Loan defect rate tumbles to near-record lows, report claims

Mortgage production defect rates fell into a range near record dataset lows in the last quarter of 2023, an Aces Quality Management trends report published Thursday found.

The fourth quarter saw the overall critical defect rate tick down to 1.53%, despite a challenging origination landscape. On a calendar year basis, the defect rate averaged 1.68%, a nearly 20% decline from 2022.

Improvements were seen in the credit and liabilities underwriting category, while income and employment remained as the most problematic for defects in the fourth quarter, followed by assets and borrower and mortgage eligibility, per the report.

Compared to the prior quarter, the share of total defects in the income and employment category increased to almost 37%. The percentage in the assets category increased to 17.29%.

The notable dip in the overall loan defect rate, marking five consecutive quarters of declines, can be explained by lenders "prioritizing loan quality in the current market to preserve as much revenue as possible," posits Trevor Gauthier, CEO of ACES.

"The market downturn led to operational staff cuts for many lenders, and those reductions certainly impacted QC departments.
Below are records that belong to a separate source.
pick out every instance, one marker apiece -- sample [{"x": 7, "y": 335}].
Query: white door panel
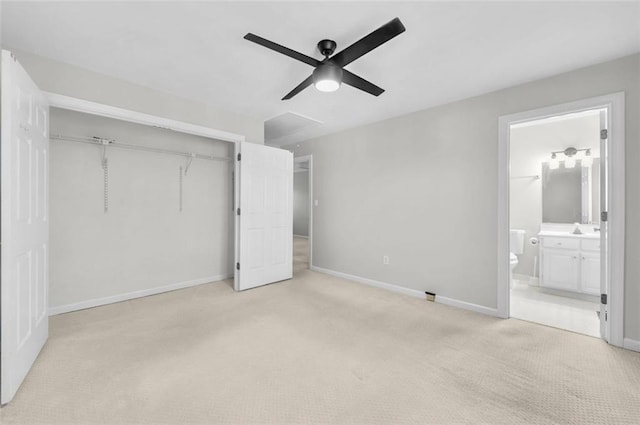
[
  {"x": 24, "y": 225},
  {"x": 265, "y": 224}
]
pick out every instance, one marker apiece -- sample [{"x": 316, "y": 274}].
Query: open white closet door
[
  {"x": 264, "y": 220},
  {"x": 24, "y": 224},
  {"x": 604, "y": 226}
]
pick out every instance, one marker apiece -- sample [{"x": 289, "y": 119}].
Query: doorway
[
  {"x": 561, "y": 255},
  {"x": 554, "y": 214},
  {"x": 302, "y": 212}
]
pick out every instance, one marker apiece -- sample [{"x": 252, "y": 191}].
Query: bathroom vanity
[{"x": 570, "y": 262}]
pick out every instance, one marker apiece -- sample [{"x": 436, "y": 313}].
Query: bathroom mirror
[{"x": 570, "y": 195}]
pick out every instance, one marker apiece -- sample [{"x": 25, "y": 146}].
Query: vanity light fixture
[{"x": 571, "y": 154}]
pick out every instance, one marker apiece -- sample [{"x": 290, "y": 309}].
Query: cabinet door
[
  {"x": 590, "y": 273},
  {"x": 560, "y": 269}
]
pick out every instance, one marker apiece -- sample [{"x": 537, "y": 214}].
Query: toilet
[{"x": 516, "y": 247}]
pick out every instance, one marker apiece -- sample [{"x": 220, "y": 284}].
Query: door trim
[
  {"x": 309, "y": 158},
  {"x": 615, "y": 105}
]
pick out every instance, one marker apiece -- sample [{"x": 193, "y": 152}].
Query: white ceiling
[{"x": 450, "y": 51}]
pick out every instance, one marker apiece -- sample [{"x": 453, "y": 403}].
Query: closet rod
[{"x": 107, "y": 142}]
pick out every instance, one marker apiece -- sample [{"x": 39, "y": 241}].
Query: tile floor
[{"x": 532, "y": 304}]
Lenders' ability to consistently drive down their critical defects in that environment speaks to the power of ACES to help lenders manage loan quality and mitigate risk in any environment," Gauthier said in a press release.

Though a decline in the yearly defect rate seems at odds with reported spikes in five of the nine defect categories tracked in 2023, ACES explains drops in the credit, legal, insurance and loan documentation categories pushed the overall yearly rate downwards.

The company's post-closing review process categorizes file errors using the Fannie Mae defect taxonomy. Defects are indicators, but not necessarily proof, of fraud.

The credit category improved the most year-over-year, declining by 26.56%, followed by 22.59% in legal and 18.89% in insurance. Loan documentation defects improved slightly by 0.97%, the report said.

Federal Housing Administration-insured mortgages made up 23.86% of the file reviews in the fourth quarter and constituted 43.40% of critical defects. Conventional loans were 59.37% of reviews, and 47.17% of defects. Veterans Affairs-guaranteed loans were 14.36% of the quality checks but just 7.55% of the errors.

"Building on the gains made in late 2022, mortgage lenders improved loan quality in both Q4 2023 and for the year overall," said ACES Executive Vice President Nick Volpe. "However, persistent adversity in the form of interest rates and affordability challenges only emphasizes the need for lenders to remain vigilant and protect the integrity of existing loan production."